Süreyya kurtulamayacağını anlamaya başlamıştı. Pek meraklıydı Adalet teyze ve belli ki öğrenmeden bırakmayacaktı. Konuyu değiştirmek en iyisiydi.

Sevecen ve onunki kadar meraklı çıkmasına özen gösterdiği bir sesle;

" Kasabalıyım dediniz teyzecim. Siz nereye gidiyorsunuz bu erken saatte? Herhalde şehirde işleriniz var. Allah esirgesin hastahane işi değildir inşallah."

Adalet hanım bir anda, farklı bir tavra bürünüp, anlatmaya başladı. Kızını, damadını, kocasını... Sonra bir ara dizlerinin ağrısını...

Süreyya, büyük bir hevesle dinledi onu. Hiç sözünü kesmedi. Arada bir onay nidaları bırakıyordu şüphe çekmemek adına o kadar.

Adalet hanım sorduğu soruyu çoktan unutmuştu bile. Yol boyunca da kendi lafından sıra gelip de sormayı akıl edemedi...

                                    ***

Düğün gecesi;

Aslan, olduğu yerde ağırca döndü arkasına. Yüzünde acımayla karışık bir hayal kırıklığı vardı. Nasıl olup da böyle bir kadınla yıllarını harcamıştı? Nasıl olup da gözlerindeki perdeyi kaldırmak bu kadar geç olmuştu. Ödemek zorunda kaldığı bedellerin sebebi, gerçekten bu kadın mıydı?

" Sen... Sen nasıl bir insansın? Nasıl olup da böyle bir şeyi yalanlarına alet edersin?

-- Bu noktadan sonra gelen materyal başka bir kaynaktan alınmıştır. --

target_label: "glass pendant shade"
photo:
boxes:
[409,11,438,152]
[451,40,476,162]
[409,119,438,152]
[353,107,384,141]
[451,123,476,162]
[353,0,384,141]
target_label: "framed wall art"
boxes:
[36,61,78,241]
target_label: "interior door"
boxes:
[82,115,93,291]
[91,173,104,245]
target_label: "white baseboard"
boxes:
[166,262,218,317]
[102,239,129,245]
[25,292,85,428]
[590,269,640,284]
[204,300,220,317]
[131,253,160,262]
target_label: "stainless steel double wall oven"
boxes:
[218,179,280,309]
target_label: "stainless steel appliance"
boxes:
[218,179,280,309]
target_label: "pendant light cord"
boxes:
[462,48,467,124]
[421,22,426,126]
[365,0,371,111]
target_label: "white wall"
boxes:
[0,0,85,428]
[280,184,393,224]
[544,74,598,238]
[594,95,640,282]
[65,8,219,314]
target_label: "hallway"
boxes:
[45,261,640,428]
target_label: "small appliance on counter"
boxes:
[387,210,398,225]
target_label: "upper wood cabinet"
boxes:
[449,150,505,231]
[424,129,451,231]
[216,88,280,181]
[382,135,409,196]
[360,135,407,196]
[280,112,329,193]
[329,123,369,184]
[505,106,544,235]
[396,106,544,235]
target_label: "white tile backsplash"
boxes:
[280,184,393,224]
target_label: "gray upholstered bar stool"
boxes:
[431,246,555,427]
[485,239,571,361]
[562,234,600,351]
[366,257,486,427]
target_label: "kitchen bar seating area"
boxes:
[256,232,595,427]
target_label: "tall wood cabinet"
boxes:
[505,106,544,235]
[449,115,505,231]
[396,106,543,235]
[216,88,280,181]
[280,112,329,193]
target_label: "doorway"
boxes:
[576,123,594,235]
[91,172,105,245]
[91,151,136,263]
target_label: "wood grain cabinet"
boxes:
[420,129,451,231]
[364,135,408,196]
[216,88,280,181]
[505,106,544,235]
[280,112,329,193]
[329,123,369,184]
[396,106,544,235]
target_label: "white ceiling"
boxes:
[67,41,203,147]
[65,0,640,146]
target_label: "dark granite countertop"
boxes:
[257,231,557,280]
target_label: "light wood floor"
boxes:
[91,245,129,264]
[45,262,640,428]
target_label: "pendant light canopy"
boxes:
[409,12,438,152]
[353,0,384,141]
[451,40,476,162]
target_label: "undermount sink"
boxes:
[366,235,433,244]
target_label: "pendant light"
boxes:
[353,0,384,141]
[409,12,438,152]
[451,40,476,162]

Bu kadar mı basitleştin? Yapma... Kendini daha fazla küçültme..."

"Bana inanmıyorsun demek. Haklısın, ben de olsam inanmam. Ama yalan değil. Sen ne kadar tersini istesen de düzü yüzü bu!"

" Beraber kaçtığın o herife de söyledin mi bu gerçeği?"

Artık Aslan'ın sesinde bir alay tınısı vardı.

"Ne oldu? Hoşuna gitmedi mi gerçeklerin? Kovaladı mı seni gerçeğinle?"

Gül kendinden emin bir ses ve tavırla;

" Onun derdi ben değildim ki hiç. Onun derdi zoru sendin. Benim kara kaşıma kara gözüme almadı beni yanına. Yaklaşıp sokulmadı hiç bana. O senin canını yakmak istiyordu sadece, yaktı da... O yüzden ben senin kadınındım bunca vakit. Tıpkı benim gibi karnımdaki de öyle."